AI Beyond Pattern Recognition: Decision Making Systems
While machine learning and artificial intelligence technologies are now advanced enough to outperform humans in variety of tasks, how we make decisions with models varies by practitioner. Reinforcement learning is promising but it is limited to adversarial settings; or, in vernacular, situations where decisions directly impact the environment. Without figuring out how AI systems can make good decisions in environments they cannot influence, we may forever be stuck in a limbo of pattern recognition, prediction, and analytics. What if we can develop a “theory” of AI decision making? Can we view different decision making situations as a set of engineering systems? Can we define key components of an AI decision maker? Answering such questions would enable us to design AI systems in a modular fashion much like how we design many industrial goods like cars. We may even be able to develop industry standards and manuals on how to design AI decision makers. Using actual use cases and other potential real-world applications in both financial and non-financial settings as examples, a systems view on decision making AI systems is proposed. Furthermore, ways to design and build such systems are explored.
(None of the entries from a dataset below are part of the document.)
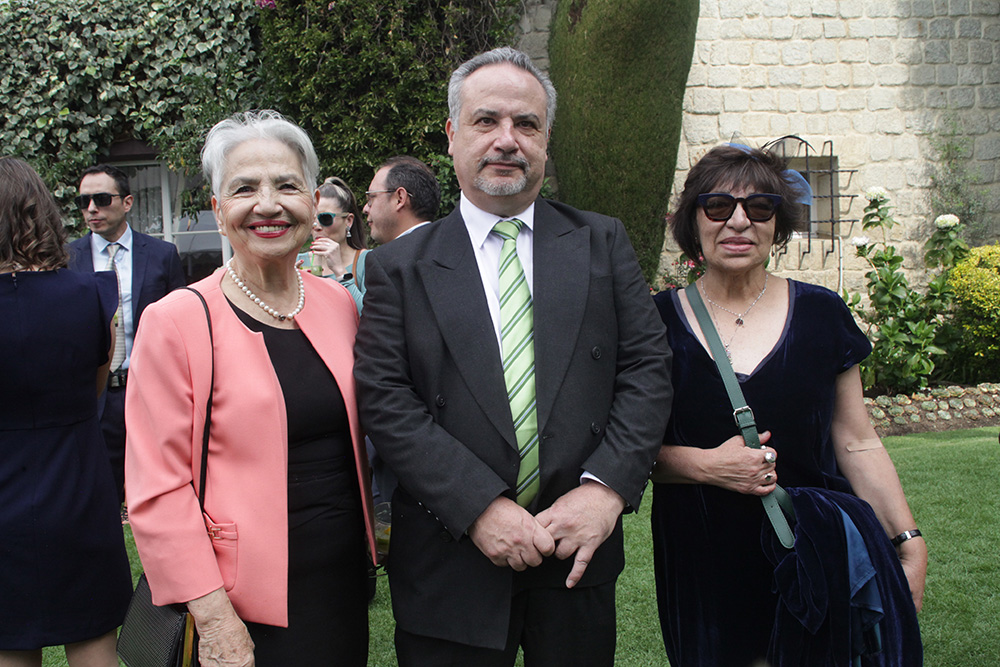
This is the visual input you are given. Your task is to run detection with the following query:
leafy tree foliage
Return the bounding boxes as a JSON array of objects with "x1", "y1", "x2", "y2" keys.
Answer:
[
  {"x1": 549, "y1": 0, "x2": 698, "y2": 281},
  {"x1": 0, "y1": 0, "x2": 259, "y2": 227},
  {"x1": 260, "y1": 0, "x2": 520, "y2": 206}
]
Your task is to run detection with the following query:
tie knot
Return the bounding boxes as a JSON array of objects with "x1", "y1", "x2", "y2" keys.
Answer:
[{"x1": 493, "y1": 218, "x2": 524, "y2": 241}]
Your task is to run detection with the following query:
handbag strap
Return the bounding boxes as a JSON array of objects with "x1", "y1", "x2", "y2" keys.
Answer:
[
  {"x1": 184, "y1": 286, "x2": 215, "y2": 513},
  {"x1": 684, "y1": 282, "x2": 795, "y2": 549}
]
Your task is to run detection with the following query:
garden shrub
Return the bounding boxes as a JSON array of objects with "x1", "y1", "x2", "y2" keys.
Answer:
[
  {"x1": 549, "y1": 0, "x2": 698, "y2": 282},
  {"x1": 258, "y1": 0, "x2": 521, "y2": 213},
  {"x1": 948, "y1": 245, "x2": 1000, "y2": 383},
  {"x1": 843, "y1": 187, "x2": 968, "y2": 394},
  {"x1": 0, "y1": 0, "x2": 258, "y2": 227}
]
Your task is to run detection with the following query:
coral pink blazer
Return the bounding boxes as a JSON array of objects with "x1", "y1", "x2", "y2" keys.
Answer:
[{"x1": 125, "y1": 269, "x2": 375, "y2": 627}]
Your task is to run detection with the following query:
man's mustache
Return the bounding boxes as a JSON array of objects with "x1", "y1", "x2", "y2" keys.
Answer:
[{"x1": 477, "y1": 155, "x2": 528, "y2": 171}]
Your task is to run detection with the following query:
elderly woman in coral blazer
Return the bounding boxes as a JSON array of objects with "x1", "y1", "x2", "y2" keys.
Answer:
[{"x1": 126, "y1": 112, "x2": 374, "y2": 666}]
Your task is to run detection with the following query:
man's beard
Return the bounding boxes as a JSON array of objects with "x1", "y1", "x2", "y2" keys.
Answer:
[{"x1": 472, "y1": 157, "x2": 528, "y2": 197}]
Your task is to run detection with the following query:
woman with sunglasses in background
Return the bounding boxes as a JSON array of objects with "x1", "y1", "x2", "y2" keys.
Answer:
[
  {"x1": 310, "y1": 176, "x2": 368, "y2": 312},
  {"x1": 652, "y1": 145, "x2": 927, "y2": 667}
]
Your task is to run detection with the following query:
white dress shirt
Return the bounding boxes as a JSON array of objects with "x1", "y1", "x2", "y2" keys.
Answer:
[
  {"x1": 90, "y1": 224, "x2": 135, "y2": 369},
  {"x1": 458, "y1": 192, "x2": 607, "y2": 486},
  {"x1": 459, "y1": 192, "x2": 535, "y2": 355}
]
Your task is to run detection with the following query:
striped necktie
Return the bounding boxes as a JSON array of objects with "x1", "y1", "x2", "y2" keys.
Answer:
[
  {"x1": 493, "y1": 219, "x2": 538, "y2": 507},
  {"x1": 104, "y1": 243, "x2": 125, "y2": 372}
]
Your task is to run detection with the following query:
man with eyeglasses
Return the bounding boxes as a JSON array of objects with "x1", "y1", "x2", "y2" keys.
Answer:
[
  {"x1": 363, "y1": 155, "x2": 441, "y2": 243},
  {"x1": 69, "y1": 164, "x2": 185, "y2": 503}
]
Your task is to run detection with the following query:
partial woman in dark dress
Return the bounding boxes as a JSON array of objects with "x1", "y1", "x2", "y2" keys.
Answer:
[
  {"x1": 125, "y1": 111, "x2": 375, "y2": 667},
  {"x1": 652, "y1": 145, "x2": 927, "y2": 667},
  {"x1": 0, "y1": 157, "x2": 132, "y2": 667}
]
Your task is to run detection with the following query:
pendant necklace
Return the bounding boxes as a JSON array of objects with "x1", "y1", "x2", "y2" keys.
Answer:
[
  {"x1": 226, "y1": 258, "x2": 304, "y2": 322},
  {"x1": 698, "y1": 272, "x2": 770, "y2": 363}
]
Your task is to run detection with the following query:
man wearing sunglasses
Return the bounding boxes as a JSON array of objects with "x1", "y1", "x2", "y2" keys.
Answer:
[
  {"x1": 363, "y1": 155, "x2": 441, "y2": 243},
  {"x1": 69, "y1": 164, "x2": 186, "y2": 502}
]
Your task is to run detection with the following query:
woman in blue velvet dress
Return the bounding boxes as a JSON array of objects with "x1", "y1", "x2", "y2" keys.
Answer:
[
  {"x1": 0, "y1": 158, "x2": 132, "y2": 667},
  {"x1": 652, "y1": 145, "x2": 927, "y2": 667}
]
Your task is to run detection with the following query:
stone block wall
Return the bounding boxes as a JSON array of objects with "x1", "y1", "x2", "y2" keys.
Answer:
[
  {"x1": 664, "y1": 0, "x2": 1000, "y2": 291},
  {"x1": 517, "y1": 0, "x2": 1000, "y2": 291}
]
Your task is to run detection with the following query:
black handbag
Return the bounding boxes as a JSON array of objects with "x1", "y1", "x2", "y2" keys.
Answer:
[{"x1": 117, "y1": 287, "x2": 215, "y2": 667}]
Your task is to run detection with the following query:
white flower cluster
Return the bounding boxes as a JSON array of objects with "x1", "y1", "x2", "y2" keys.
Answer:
[
  {"x1": 934, "y1": 218, "x2": 959, "y2": 230},
  {"x1": 865, "y1": 185, "x2": 889, "y2": 201}
]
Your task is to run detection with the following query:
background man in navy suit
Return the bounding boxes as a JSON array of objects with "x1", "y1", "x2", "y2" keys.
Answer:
[
  {"x1": 355, "y1": 48, "x2": 671, "y2": 667},
  {"x1": 69, "y1": 164, "x2": 185, "y2": 502}
]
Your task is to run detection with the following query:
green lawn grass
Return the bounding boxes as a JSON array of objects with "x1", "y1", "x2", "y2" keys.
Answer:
[{"x1": 44, "y1": 428, "x2": 1000, "y2": 667}]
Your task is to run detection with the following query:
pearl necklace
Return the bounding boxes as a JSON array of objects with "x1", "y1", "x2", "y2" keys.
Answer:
[{"x1": 226, "y1": 258, "x2": 306, "y2": 322}]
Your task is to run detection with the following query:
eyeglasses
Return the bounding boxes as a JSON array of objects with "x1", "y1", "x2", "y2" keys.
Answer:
[
  {"x1": 73, "y1": 192, "x2": 124, "y2": 211},
  {"x1": 365, "y1": 188, "x2": 398, "y2": 204},
  {"x1": 316, "y1": 213, "x2": 350, "y2": 227},
  {"x1": 698, "y1": 192, "x2": 781, "y2": 222}
]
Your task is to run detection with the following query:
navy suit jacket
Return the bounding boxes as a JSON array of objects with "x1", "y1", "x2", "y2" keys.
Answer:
[
  {"x1": 355, "y1": 199, "x2": 671, "y2": 648},
  {"x1": 69, "y1": 229, "x2": 186, "y2": 335}
]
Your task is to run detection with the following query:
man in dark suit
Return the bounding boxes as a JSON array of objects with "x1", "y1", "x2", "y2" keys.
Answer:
[
  {"x1": 69, "y1": 164, "x2": 185, "y2": 502},
  {"x1": 355, "y1": 48, "x2": 671, "y2": 667}
]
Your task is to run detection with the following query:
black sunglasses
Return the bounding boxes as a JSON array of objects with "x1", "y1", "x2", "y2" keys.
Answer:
[
  {"x1": 316, "y1": 213, "x2": 349, "y2": 227},
  {"x1": 73, "y1": 192, "x2": 122, "y2": 211},
  {"x1": 698, "y1": 192, "x2": 781, "y2": 222}
]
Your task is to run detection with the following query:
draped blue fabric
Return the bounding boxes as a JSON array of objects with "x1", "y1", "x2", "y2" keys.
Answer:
[
  {"x1": 761, "y1": 487, "x2": 923, "y2": 667},
  {"x1": 652, "y1": 281, "x2": 915, "y2": 667}
]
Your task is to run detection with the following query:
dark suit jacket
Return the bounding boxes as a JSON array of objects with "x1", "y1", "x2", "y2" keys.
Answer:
[
  {"x1": 69, "y1": 229, "x2": 186, "y2": 335},
  {"x1": 355, "y1": 199, "x2": 671, "y2": 648}
]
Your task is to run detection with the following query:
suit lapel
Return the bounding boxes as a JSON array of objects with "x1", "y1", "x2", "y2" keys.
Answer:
[
  {"x1": 532, "y1": 199, "x2": 590, "y2": 433},
  {"x1": 417, "y1": 207, "x2": 517, "y2": 449},
  {"x1": 132, "y1": 229, "x2": 149, "y2": 327},
  {"x1": 70, "y1": 232, "x2": 94, "y2": 271}
]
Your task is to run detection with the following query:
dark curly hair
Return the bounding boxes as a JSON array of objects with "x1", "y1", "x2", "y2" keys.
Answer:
[
  {"x1": 669, "y1": 144, "x2": 806, "y2": 261},
  {"x1": 0, "y1": 157, "x2": 69, "y2": 272}
]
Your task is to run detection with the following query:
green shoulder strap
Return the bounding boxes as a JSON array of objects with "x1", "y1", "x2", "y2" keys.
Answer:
[{"x1": 684, "y1": 283, "x2": 795, "y2": 549}]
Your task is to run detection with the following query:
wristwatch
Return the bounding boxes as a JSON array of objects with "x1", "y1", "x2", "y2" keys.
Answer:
[{"x1": 892, "y1": 528, "x2": 920, "y2": 547}]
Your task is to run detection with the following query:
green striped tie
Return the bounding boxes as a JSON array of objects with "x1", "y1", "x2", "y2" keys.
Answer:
[{"x1": 493, "y1": 218, "x2": 538, "y2": 507}]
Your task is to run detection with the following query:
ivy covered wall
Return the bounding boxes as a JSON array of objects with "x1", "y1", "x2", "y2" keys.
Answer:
[{"x1": 0, "y1": 0, "x2": 259, "y2": 215}]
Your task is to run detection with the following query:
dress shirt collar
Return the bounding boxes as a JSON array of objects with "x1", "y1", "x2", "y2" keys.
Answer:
[
  {"x1": 90, "y1": 223, "x2": 132, "y2": 257},
  {"x1": 458, "y1": 192, "x2": 535, "y2": 248}
]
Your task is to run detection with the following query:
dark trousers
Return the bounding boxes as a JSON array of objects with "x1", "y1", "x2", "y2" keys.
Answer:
[
  {"x1": 98, "y1": 387, "x2": 125, "y2": 505},
  {"x1": 396, "y1": 582, "x2": 617, "y2": 667}
]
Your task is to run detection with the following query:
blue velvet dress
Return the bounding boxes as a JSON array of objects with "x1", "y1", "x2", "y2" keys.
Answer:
[
  {"x1": 652, "y1": 280, "x2": 871, "y2": 667},
  {"x1": 0, "y1": 269, "x2": 132, "y2": 650}
]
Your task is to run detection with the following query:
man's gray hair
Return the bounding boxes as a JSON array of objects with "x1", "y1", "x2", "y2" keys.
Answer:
[
  {"x1": 448, "y1": 46, "x2": 556, "y2": 132},
  {"x1": 201, "y1": 109, "x2": 319, "y2": 197}
]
Key Takeaways: 1) AI systems are far more valuable making decisions than making simple predictions and pattern recognitions
2) We need a “theory of design” for AI decision making systems: For AI to become a trusted part of decision making both in and out of industry, we need to understand and generalize components of AI systems and define what it means to be “robust”.
3) This starts with looking at actual use cases, identifying similarities, and quantifying key parameters – so we may use standard design techniques to design AI systems.
Kevin is a data scientist with strong interest in an interdisciplinary approach that combines artificial intelligence, operations research, systems engineering, economics, and quantitative finance. He is a member of Nasdaq’s Machine Intelligence Lab, a team dedicated to using AI to improve capital markets. At Nasdaq, he has worked on projects that cover topics such as alternative data, capital market operations, financial surveillance, and portfolio management. His most recent interest is in developing a procedure for designing robust and fail-proof decision-making AI systems. Kevin holds a Bachelor’s degree in Computer Science from Washington University in St. Louis.